Details, details…A cool cup of steaming tea
Writers are always taught to show, not tell. A good example of this is at the beginning of The Night Circus, the wonderful debut novel by Erin Morgenstern.
Early in the book, Prospero the Enchanter is called into his theater manager’s office, because a five-year old girl has been left for him, brought in by a lawyer along with her mother’s suicide note. Other than being told that her eyes are a smaller, wider version of Prospero’s, we know little about the girl. She is left alone with a cup of tea, awaiting the magician. An odd situation to be sure, and one that makes the reader want to learn more.
The scene is set. Prospero sees the girl, reads the letter and realizes she’s the daughter he never knew. A lesser writer may have given us details about each of their reactions—he winced, she shed tears or snarled at him etc. But this author shows us so much more about their relationship with a simple cup of tea.
“The girl looks up at him again. Dark eyes narrow beneath her curls.
The teacup on the desk begins to shake. Ripples disrupt the calm surface as cracks tremble across the glaze, and then it collapses in shards of flowered porcelain. Cold tea pools in the saucer and drips onto the floor, leaving sticky trails along the polished wood.
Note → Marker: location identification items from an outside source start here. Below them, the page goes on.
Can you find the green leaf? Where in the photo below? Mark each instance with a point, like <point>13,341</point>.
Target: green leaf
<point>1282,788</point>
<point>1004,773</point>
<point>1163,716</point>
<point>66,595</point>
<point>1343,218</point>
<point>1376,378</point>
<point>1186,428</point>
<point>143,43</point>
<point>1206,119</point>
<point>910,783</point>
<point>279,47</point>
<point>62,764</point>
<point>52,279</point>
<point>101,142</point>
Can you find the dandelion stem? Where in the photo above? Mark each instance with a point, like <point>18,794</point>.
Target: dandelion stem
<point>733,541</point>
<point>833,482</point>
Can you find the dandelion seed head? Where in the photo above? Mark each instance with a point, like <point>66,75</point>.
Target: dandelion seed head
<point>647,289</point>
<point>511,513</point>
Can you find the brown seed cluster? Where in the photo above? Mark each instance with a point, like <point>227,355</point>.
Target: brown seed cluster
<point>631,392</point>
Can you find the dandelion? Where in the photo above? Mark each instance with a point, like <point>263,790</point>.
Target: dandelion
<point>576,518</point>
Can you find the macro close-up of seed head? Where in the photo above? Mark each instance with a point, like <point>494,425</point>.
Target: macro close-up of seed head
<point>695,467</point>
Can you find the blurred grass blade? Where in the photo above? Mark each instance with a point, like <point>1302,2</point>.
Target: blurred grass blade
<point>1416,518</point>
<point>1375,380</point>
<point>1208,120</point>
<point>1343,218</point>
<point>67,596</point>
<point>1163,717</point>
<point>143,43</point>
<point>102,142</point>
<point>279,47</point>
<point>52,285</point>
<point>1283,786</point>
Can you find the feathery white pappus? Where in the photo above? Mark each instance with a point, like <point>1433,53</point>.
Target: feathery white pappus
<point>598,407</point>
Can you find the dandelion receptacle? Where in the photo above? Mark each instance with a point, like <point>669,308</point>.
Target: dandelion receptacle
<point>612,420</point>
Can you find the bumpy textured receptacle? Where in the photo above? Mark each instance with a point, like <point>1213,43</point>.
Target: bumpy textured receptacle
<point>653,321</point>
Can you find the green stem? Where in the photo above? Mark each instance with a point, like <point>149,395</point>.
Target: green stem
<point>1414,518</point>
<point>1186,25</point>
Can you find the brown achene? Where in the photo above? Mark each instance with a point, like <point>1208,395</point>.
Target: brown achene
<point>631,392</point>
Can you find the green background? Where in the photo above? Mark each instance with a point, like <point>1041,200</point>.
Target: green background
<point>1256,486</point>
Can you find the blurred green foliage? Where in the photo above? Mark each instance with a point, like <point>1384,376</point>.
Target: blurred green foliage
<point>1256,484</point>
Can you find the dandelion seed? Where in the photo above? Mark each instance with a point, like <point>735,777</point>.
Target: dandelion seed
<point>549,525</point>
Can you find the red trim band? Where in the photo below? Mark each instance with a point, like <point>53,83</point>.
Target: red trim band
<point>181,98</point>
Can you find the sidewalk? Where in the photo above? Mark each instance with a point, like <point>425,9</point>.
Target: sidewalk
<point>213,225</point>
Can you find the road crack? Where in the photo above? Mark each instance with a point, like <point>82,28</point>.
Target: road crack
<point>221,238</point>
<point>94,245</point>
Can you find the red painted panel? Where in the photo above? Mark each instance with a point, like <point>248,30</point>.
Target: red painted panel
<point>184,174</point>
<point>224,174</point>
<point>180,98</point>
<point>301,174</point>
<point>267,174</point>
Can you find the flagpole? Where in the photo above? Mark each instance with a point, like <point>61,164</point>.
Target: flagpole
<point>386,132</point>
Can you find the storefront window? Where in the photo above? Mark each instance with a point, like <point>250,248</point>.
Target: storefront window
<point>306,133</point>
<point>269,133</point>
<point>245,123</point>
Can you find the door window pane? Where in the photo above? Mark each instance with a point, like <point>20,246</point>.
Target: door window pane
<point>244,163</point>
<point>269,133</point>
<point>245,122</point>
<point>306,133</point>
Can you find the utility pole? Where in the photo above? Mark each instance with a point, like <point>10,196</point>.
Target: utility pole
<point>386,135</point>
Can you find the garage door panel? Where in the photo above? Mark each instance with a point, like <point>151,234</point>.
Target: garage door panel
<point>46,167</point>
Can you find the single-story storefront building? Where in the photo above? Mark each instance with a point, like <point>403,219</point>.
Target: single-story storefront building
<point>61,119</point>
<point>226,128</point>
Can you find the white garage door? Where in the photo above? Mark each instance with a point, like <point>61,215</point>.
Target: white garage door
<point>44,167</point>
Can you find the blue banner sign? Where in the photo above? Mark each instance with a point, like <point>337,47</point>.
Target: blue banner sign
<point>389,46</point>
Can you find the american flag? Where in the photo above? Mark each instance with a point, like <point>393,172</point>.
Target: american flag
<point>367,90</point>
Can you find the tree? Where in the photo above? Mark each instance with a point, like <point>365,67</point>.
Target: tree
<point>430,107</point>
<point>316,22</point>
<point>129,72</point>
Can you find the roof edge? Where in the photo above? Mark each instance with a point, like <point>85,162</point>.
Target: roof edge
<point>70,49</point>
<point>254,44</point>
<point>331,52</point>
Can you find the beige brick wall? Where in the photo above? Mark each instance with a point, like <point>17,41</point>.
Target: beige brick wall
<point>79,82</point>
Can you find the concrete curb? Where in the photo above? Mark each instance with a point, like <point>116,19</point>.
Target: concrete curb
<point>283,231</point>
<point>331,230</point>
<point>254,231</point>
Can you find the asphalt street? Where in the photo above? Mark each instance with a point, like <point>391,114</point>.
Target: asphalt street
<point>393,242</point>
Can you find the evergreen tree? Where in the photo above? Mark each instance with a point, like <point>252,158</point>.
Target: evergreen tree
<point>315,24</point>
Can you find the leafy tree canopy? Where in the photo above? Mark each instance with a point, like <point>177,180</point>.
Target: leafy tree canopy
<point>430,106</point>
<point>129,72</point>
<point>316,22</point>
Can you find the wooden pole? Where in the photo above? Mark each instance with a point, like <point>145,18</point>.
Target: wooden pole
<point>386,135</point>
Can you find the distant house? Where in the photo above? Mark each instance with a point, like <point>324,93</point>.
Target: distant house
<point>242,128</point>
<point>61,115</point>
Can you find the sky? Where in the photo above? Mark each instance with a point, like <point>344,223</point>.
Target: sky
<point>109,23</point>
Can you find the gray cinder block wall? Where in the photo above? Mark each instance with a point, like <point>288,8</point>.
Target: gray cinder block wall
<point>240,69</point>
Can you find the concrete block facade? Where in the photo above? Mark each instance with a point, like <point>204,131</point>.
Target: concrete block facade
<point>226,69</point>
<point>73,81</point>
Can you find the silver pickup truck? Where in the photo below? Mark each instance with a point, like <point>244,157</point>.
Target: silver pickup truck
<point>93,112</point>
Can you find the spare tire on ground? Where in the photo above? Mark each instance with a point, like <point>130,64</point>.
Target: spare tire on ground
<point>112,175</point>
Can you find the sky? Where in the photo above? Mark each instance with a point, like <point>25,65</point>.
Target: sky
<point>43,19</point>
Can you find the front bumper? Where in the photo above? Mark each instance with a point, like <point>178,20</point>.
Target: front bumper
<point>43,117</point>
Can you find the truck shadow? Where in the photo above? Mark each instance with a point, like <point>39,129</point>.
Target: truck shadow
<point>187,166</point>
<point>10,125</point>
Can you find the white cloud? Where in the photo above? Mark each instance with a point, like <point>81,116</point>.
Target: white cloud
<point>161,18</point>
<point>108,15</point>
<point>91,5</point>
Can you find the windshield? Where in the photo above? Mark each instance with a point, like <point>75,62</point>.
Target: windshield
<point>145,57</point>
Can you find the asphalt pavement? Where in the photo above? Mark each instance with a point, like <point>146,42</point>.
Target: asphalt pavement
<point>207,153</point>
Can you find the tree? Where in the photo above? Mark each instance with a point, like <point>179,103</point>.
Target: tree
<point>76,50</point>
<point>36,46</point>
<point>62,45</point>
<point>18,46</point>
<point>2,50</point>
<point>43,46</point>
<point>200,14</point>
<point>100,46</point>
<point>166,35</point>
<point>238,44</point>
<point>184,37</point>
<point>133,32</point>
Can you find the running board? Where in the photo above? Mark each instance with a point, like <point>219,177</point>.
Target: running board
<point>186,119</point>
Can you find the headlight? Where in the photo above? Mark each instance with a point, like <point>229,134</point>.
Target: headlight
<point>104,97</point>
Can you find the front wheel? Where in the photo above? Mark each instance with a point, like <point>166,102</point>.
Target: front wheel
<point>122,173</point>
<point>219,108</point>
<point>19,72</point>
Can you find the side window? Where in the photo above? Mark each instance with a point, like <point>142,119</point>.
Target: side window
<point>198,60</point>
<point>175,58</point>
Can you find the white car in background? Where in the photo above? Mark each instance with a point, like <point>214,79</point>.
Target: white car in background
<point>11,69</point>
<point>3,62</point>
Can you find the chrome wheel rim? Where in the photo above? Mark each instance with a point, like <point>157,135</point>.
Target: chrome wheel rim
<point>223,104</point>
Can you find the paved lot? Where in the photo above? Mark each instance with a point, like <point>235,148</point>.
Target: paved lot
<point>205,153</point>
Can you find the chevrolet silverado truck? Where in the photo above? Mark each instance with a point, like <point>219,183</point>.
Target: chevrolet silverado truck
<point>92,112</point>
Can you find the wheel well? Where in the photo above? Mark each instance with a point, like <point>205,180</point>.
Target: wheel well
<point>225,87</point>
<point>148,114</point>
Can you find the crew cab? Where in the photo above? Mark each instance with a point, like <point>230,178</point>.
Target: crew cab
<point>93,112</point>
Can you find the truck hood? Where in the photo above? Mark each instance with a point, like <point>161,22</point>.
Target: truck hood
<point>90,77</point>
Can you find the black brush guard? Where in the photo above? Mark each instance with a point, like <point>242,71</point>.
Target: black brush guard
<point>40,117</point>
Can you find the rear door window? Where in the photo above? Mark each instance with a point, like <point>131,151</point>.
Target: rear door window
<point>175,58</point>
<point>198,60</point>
The magician’s smile vanishes. He glances back at the desk with a frown, and the spilled tea begins seeping back up from the floor. The cracked and broken pieces stand and re-form themselves around the liquid until the cup sits complete once more, soft swirls of steam rising into the air.
The girl stares at the teacup, her eyes wide.”
Character established. Relationship defined. Mission accomplished.